11. The process according to claim 1, wherein at least the second chamber of the furnace is maintained at a pressure that is 20 to 200 Pa below atmospheric pressure.

12. The process according to claim 1, wherein the second temperature, for stabilization, is between 570° C. and 590° C.

13. A type I-III-VI2 semiconductor layer obtained by the formation process according to claim 1, having a microstructure composed of grains of different sizes corresponding to a full width at half maximum of the {112} XRD peak of the CIGSe of between 0.16° and 0.18°.

14. The semiconductor layer according to claim 13, wherein it comprises several layers of different compositions, including a lower layer which is a CuGaSe2 layer.

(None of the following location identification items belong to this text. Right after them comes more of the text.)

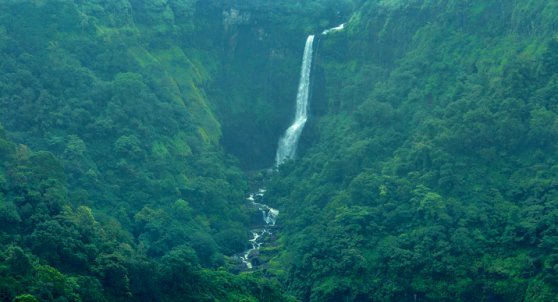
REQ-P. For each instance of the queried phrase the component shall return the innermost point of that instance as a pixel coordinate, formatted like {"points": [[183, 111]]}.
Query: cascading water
{"points": [[285, 151], [269, 216], [289, 141]]}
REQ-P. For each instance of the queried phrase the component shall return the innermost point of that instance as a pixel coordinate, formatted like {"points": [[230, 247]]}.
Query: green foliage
{"points": [[428, 174]]}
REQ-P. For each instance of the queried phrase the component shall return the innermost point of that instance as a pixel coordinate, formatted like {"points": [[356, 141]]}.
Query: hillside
{"points": [[133, 131]]}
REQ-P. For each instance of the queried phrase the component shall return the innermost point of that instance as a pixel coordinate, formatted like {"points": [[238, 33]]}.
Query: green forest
{"points": [[135, 133]]}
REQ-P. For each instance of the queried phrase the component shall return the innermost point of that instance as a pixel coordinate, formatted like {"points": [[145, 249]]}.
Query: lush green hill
{"points": [[427, 171], [430, 166]]}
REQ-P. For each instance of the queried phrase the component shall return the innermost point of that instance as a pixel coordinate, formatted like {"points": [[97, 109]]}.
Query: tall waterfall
{"points": [[289, 141]]}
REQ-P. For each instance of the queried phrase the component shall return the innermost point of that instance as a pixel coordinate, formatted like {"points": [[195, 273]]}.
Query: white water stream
{"points": [[289, 141], [286, 149], [269, 216]]}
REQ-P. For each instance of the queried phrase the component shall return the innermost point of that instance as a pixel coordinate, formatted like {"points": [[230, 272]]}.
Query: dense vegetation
{"points": [[428, 170], [431, 167]]}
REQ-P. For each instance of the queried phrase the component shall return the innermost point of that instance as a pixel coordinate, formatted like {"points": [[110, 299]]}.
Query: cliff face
{"points": [[423, 158]]}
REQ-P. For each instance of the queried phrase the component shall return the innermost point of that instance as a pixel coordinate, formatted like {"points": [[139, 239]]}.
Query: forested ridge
{"points": [[427, 171]]}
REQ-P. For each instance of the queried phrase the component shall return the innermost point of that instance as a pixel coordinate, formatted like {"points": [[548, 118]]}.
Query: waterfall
{"points": [[285, 151], [289, 141]]}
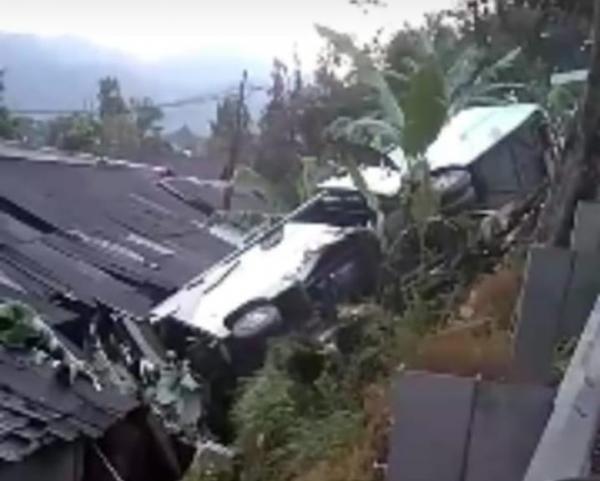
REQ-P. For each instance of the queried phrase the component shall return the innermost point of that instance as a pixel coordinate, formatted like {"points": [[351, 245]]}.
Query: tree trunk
{"points": [[234, 148], [578, 175]]}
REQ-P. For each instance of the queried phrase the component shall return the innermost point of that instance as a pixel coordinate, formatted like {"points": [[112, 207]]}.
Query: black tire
{"points": [[451, 184]]}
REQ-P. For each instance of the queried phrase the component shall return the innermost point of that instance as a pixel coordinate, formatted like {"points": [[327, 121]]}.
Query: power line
{"points": [[172, 104]]}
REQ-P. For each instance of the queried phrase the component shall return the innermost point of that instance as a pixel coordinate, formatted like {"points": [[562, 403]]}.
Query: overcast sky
{"points": [[153, 29]]}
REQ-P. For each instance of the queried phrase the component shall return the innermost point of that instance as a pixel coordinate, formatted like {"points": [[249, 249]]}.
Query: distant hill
{"points": [[63, 72]]}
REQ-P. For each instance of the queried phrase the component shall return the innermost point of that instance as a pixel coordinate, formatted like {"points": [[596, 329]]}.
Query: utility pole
{"points": [[579, 173], [236, 142]]}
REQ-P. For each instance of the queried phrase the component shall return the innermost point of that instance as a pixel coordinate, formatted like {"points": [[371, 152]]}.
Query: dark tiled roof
{"points": [[36, 409], [98, 233]]}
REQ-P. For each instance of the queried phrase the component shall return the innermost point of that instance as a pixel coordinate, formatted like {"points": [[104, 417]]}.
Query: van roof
{"points": [[472, 132]]}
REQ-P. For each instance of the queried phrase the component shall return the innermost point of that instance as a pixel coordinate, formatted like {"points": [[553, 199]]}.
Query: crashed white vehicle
{"points": [[484, 157], [326, 251]]}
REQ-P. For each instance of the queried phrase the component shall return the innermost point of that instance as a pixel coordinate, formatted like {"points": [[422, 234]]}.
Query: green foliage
{"points": [[110, 100], [17, 328], [76, 133], [424, 107], [147, 115], [285, 425], [8, 125], [288, 421]]}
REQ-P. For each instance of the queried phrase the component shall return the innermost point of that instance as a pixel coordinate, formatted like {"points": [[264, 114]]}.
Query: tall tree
{"points": [[109, 98], [7, 123], [579, 173], [147, 115]]}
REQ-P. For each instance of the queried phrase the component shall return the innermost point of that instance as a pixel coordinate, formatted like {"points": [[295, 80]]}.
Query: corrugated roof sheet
{"points": [[36, 409], [97, 232]]}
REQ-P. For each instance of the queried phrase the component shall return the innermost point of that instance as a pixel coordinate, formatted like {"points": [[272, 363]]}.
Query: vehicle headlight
{"points": [[256, 321]]}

15. A furnace for carrying out the formation process according to claim 1, comprising: at least a first chamber and a second chamber,means of conveyance from one chamber to the next,a heating device for each chamber,control means for each heating device, andmeasurement means for measuring the temperature in each chamber, the latter communicating the temperature measurements for each chamber to the control means for the purposes of controlling each heating device, so as to ensure a uniform increase in temperature in the first chamber to a first temperature of between 460° C. and 540° C., and the maintaining of the temperature in the second chamber at a second temperature, for stabilization, of between 550° C. and 600° C.,the furnace further comprising injection means for injecting an inert gas into the first chamber, andinjection means for injecting, into the second chamber, a gaseous mixture of selenium and dinitrogen having a temperature of between 480° C. and 520° C.